Tal como Beckett não temos nada para dizer uns aos outros, mas acabamos sempre a falar e a não fechar a boca. Porque temos de falar. Porque temos a necessidade de afirmar, ou perguntar algo que estamos a sentir, ao ponto de se tornar quase uma obrigação, questionável, mas uma obrigação para connosco, de esclarecer e de sermos esclarecidos.
Esta é, sem dúvida, uma estranha forma de comunicação.

1 Comments:

Anonymous Anónimo said...

De comunicação e de ser comunicável...é pena que pouca gente ou melhor, que não haja mais gente a querer assim comunicar. Gostei muito da reflexão que não chega ao ponto crítico a que eu, por momentos, pensei que iria chegar:ao bloqueio de comunicação escrita.
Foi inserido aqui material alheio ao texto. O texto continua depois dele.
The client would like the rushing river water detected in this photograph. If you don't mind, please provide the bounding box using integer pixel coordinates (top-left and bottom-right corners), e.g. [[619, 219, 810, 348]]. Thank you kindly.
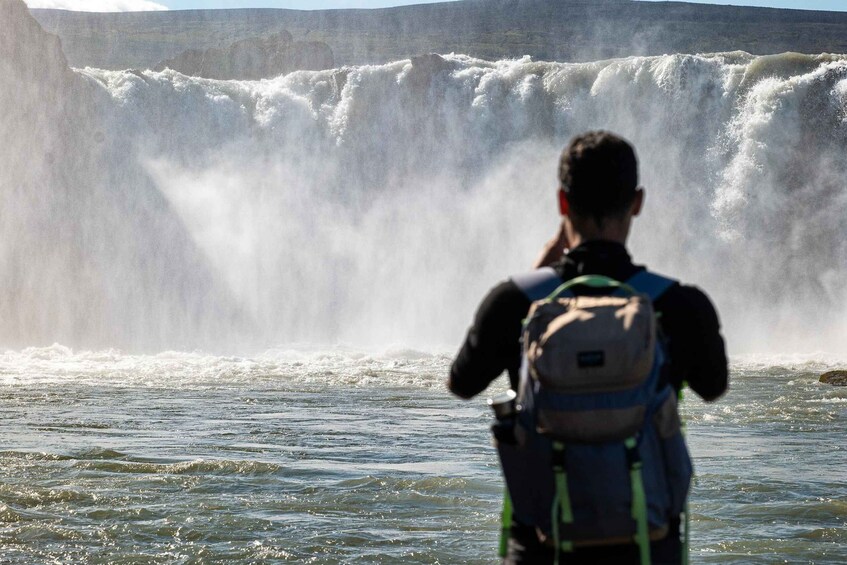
[[0, 346, 847, 563]]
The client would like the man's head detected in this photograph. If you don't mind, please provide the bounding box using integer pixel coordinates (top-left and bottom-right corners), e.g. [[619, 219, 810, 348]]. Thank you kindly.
[[559, 131, 643, 238]]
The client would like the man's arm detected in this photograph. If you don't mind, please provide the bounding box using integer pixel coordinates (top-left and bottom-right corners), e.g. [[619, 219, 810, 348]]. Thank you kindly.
[[657, 286, 729, 401], [447, 281, 529, 398]]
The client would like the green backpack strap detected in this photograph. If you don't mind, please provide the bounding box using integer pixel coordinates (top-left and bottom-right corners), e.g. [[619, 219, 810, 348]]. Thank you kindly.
[[497, 487, 512, 558], [550, 441, 573, 565], [624, 437, 651, 565]]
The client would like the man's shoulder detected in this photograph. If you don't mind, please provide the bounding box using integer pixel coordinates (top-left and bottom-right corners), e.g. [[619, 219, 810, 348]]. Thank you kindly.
[[477, 278, 530, 319], [655, 270, 719, 327]]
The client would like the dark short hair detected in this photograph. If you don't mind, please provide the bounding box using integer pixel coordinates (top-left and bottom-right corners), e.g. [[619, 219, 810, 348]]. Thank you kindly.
[[559, 131, 638, 225]]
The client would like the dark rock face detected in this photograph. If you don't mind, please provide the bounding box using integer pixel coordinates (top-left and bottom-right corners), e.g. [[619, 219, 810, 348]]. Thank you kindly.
[[820, 371, 847, 386], [155, 31, 334, 80]]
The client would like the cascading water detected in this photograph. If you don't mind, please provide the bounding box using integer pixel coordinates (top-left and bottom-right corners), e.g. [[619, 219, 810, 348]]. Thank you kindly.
[[0, 0, 847, 565], [6, 38, 847, 351]]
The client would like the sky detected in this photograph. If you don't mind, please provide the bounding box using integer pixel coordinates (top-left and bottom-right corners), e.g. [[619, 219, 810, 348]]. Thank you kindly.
[[24, 0, 847, 12]]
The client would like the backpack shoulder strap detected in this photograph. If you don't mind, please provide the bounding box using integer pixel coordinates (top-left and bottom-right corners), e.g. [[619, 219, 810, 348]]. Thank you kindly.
[[626, 269, 679, 301], [512, 267, 562, 302]]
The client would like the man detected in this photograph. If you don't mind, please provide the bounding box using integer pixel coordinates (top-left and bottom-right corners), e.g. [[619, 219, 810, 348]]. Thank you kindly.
[[448, 131, 727, 564]]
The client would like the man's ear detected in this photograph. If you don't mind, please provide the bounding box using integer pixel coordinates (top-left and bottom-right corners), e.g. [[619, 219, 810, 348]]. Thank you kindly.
[[559, 188, 571, 216], [632, 188, 644, 216]]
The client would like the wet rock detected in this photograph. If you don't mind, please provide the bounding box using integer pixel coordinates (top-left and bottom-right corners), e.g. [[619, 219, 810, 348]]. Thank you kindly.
[[820, 371, 847, 386]]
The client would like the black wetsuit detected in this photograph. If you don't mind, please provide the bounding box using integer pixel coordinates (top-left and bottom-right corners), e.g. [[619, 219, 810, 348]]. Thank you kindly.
[[448, 241, 728, 564]]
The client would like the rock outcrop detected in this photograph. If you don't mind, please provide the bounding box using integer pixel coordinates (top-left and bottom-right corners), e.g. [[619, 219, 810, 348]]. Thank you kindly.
[[820, 371, 847, 386], [155, 31, 334, 80]]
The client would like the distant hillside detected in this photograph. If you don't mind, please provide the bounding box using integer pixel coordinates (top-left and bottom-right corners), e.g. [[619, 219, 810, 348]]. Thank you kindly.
[[32, 0, 847, 68], [154, 32, 333, 80]]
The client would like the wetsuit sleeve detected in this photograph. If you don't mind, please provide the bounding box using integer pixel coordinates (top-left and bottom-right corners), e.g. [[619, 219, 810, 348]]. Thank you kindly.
[[657, 286, 729, 401], [447, 281, 530, 398]]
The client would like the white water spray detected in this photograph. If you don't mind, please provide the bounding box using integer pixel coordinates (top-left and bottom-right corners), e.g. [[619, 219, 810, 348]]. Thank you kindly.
[[0, 9, 847, 353]]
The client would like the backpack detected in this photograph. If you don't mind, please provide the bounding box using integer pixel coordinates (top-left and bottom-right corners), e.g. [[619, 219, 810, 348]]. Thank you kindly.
[[496, 268, 692, 565]]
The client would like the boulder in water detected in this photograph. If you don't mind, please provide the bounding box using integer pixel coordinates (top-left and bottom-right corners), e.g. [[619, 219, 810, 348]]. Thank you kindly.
[[820, 371, 847, 386]]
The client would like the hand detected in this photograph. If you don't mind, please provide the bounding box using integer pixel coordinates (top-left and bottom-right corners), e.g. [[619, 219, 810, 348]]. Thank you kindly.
[[532, 222, 570, 269]]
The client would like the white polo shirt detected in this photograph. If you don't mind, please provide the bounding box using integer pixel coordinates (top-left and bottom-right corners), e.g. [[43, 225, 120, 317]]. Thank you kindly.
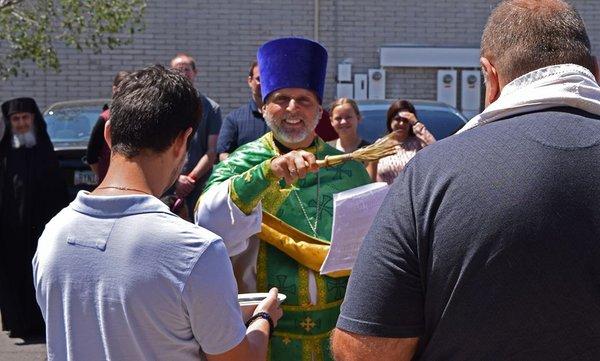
[[33, 192, 246, 361]]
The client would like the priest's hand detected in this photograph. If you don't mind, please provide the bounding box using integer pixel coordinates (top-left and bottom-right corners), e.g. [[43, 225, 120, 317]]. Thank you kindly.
[[271, 150, 319, 185]]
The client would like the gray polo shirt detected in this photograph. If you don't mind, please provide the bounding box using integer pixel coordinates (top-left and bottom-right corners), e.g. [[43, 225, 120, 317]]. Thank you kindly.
[[33, 192, 245, 360]]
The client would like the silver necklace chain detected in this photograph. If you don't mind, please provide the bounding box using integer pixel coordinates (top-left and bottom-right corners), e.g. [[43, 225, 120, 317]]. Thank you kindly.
[[294, 142, 321, 237], [294, 172, 321, 237]]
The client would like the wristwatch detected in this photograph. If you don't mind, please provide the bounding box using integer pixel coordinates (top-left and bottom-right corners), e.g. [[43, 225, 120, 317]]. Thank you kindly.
[[246, 312, 275, 338]]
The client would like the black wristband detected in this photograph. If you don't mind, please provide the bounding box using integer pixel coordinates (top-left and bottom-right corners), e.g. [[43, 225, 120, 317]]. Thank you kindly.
[[246, 312, 275, 338]]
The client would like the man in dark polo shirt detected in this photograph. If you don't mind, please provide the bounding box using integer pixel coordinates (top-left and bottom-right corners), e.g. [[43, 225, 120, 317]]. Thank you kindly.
[[333, 0, 600, 360], [217, 60, 269, 161]]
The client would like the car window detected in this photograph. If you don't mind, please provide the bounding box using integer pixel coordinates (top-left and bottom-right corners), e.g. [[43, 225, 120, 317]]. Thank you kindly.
[[358, 106, 465, 142], [44, 105, 102, 144]]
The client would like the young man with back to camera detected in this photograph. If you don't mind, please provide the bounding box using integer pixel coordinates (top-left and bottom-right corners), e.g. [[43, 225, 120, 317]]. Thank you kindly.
[[33, 65, 282, 360]]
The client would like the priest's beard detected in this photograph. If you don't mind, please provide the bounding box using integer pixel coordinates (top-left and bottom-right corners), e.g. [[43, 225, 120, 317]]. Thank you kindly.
[[12, 127, 37, 149], [263, 109, 320, 144]]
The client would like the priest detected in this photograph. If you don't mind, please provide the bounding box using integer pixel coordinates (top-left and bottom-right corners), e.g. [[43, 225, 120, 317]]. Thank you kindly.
[[195, 38, 370, 361], [0, 98, 68, 338]]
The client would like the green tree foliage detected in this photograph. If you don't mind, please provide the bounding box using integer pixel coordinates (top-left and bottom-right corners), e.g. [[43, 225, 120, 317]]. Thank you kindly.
[[0, 0, 146, 79]]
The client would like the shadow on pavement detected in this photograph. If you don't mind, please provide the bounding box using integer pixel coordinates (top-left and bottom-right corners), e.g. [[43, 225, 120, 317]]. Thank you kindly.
[[15, 336, 46, 346]]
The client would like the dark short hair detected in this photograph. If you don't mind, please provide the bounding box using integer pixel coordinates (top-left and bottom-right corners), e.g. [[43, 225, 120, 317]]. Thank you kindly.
[[113, 70, 129, 87], [248, 60, 258, 78], [110, 65, 202, 158], [386, 99, 417, 135], [171, 53, 196, 70], [481, 0, 595, 81]]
Ainda bem que tens o discernimento e a frieza de raciocínio necessários para reflectir e perceber como o não ter nada para dizer encerra em si mesmo a espiral de se ter mil uma coisas para serem ditas...ainda bem que o escreves assim...
Gostei muito, principalmente porque venho de um fim de semana de escrita intensa e sob pressão, orientada e orientadora, terapêutica e acima de tudo profícua, soube-me muito bem e o teu texto foi a cereja no cimo do bolo.Obrigada.